See options for :ref:`built-in scheduler<resources-scheduler>`.

Overriding Resource Auto-Detection

Note that "cores_on_node" and "gpus_on_node" are supported for backward compatibility, but use of :ref:`Platform specification<datastruct-platform-specs>` is recommended for these settings.

.. dropdown:: Resource Info Fields

    The allowable ``libE_specs["resource_info"]`` fields are::

        "cores_on_node" [tuple (int, int)]:
            Tuple (physical cores, logical cores) on nodes.

        "gpus_on_node" [int]:
            Number of GPUs on each node.

        "node_file" [str]:
            Name of file containing a node-list.
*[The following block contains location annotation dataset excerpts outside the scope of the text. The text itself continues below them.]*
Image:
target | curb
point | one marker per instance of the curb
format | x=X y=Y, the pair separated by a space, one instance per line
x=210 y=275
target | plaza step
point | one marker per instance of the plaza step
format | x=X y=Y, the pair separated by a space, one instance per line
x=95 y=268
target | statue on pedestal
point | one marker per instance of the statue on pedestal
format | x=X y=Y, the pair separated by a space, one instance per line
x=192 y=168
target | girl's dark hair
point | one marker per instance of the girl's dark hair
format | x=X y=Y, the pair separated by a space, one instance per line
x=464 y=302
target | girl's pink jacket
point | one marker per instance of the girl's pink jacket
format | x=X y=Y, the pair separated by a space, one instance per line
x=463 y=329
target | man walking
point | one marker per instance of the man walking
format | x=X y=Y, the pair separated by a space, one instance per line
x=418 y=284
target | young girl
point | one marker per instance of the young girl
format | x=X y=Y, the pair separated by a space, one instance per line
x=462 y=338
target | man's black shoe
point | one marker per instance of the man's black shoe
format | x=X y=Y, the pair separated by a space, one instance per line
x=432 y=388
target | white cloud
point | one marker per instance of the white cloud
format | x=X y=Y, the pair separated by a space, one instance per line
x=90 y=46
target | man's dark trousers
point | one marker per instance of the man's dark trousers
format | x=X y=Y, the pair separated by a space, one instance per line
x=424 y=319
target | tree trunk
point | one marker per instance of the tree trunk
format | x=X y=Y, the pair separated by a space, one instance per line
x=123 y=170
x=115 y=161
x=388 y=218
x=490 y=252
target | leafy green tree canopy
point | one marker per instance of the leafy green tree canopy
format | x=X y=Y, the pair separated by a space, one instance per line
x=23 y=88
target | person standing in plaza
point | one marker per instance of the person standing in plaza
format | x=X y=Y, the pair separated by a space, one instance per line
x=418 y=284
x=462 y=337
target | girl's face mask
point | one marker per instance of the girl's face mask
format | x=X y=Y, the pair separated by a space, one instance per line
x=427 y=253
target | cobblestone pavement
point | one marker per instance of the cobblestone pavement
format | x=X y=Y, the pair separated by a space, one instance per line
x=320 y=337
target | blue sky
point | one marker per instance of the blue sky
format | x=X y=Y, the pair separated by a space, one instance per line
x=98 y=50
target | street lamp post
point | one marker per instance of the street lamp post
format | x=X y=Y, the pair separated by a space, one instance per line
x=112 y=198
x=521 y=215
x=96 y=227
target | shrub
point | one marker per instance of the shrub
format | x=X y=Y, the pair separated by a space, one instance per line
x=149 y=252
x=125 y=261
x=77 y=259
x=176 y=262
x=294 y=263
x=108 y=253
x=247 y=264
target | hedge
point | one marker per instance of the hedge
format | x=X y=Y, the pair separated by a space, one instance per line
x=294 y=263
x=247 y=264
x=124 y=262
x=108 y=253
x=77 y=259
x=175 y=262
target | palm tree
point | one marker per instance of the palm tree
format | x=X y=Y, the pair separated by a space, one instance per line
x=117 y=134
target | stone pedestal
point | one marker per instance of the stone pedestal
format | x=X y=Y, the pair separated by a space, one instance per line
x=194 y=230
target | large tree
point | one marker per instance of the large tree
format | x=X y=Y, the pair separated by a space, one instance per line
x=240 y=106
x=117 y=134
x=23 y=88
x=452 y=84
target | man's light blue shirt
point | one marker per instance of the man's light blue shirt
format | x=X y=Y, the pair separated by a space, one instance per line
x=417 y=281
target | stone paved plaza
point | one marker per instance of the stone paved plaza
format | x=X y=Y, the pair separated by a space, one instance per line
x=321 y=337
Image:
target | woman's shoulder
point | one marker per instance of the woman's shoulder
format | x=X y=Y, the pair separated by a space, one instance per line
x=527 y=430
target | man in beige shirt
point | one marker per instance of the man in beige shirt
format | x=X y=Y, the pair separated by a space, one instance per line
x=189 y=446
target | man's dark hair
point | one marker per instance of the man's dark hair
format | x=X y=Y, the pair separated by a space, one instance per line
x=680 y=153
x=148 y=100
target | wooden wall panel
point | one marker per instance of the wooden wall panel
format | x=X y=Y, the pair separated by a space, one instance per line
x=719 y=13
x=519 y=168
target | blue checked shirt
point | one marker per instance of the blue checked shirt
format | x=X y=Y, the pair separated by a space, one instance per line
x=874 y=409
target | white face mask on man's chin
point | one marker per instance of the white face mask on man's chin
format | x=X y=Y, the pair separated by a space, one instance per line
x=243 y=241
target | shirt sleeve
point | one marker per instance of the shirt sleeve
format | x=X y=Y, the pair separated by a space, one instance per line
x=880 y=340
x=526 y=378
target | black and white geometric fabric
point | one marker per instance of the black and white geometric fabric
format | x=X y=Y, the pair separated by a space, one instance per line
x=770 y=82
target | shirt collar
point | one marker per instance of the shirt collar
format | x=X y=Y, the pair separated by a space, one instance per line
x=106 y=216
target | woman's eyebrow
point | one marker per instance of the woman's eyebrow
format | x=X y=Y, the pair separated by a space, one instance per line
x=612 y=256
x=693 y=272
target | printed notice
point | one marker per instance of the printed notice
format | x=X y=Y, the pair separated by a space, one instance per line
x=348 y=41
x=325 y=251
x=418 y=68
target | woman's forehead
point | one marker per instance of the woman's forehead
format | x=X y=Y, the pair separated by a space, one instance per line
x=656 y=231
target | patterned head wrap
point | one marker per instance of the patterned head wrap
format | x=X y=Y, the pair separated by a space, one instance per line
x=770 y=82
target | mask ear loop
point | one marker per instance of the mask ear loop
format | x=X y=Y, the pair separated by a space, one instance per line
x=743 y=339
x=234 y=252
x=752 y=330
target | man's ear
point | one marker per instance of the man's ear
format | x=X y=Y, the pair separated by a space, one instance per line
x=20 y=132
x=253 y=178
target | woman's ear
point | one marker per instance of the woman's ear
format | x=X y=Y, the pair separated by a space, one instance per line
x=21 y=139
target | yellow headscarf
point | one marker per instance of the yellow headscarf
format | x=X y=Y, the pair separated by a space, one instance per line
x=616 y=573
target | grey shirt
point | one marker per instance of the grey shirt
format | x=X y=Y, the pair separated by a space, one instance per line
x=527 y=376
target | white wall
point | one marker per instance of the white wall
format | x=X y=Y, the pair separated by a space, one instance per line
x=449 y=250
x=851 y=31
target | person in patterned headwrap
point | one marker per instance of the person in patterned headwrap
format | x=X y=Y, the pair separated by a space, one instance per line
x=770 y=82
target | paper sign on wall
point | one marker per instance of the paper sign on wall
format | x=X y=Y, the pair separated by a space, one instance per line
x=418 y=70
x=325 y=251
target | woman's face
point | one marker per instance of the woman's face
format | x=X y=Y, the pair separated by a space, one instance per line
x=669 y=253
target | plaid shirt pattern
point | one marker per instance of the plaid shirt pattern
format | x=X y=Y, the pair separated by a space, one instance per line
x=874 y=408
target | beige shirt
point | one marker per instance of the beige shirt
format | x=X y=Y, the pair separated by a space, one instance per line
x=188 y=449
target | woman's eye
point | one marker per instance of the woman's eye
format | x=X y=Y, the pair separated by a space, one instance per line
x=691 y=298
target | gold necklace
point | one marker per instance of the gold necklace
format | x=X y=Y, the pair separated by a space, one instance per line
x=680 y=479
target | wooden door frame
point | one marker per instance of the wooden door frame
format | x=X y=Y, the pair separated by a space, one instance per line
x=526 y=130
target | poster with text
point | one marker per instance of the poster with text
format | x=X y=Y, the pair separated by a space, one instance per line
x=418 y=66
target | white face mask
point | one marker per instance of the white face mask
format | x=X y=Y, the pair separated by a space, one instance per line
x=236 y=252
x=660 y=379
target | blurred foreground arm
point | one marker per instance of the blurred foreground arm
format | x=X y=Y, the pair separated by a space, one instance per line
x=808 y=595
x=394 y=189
Default is "node_list".

        "nodelist_env_slurm" [str]:
            The environment variable giving a node list in Slurm format
            (Default: Uses ``SLURM_NODELIST``).  Queried only if
            a ``node_list`` file is not provided and the resource manager is
            enabled.

        "nodelist_env_cobalt" [str]:
            The environment variable giving a node list in Cobalt format
            (Default: Uses ``COBALT_PARTNAME``) Queried only
            if a ``node_list`` file is not provided and the resource manager
            is enabled.

        "nodelist_env_lsf" [str]:
            The environment variable giving a node list in LSF format
            (Default: Uses ``LSB_HOSTS``) Queried only
            if a ``node_list`` file is not provided and the resource manager
            is enabled.

        "nodelist_env_lsf_shortform" [str]:
            The environment variable giving a node list in LSF short-form
            format (Default: Uses ``LSB_MCPU_HOSTS``) Queried only
            if a ``node_list`` file is not provided and the resource manager is
            enabled.

    For example::

        customizer = {cores_on_node": (16, 64),
                    "node_file": "libe_nodes"}

        libE_specs["resource_info"] = customizer

Formatting Options for libE_stats File

The allowable libE_specs["stats_fmt"] fields are:

"task_timing" [bool] = ``False``:
    Outputs elapsed time for each task launched by the executor.

"task_datetime" [bool] = ``False``:
    Outputs the elapsed time and start and end time for each task launched by the executor.
    Can be used with the ``"plot_libe_tasks_util_v_time.py"`` to give task utilization plots.

"show_resource_sets" [bool] = ``False``:
    Shows the resource set IDs assigned to each worker for each call of the user function.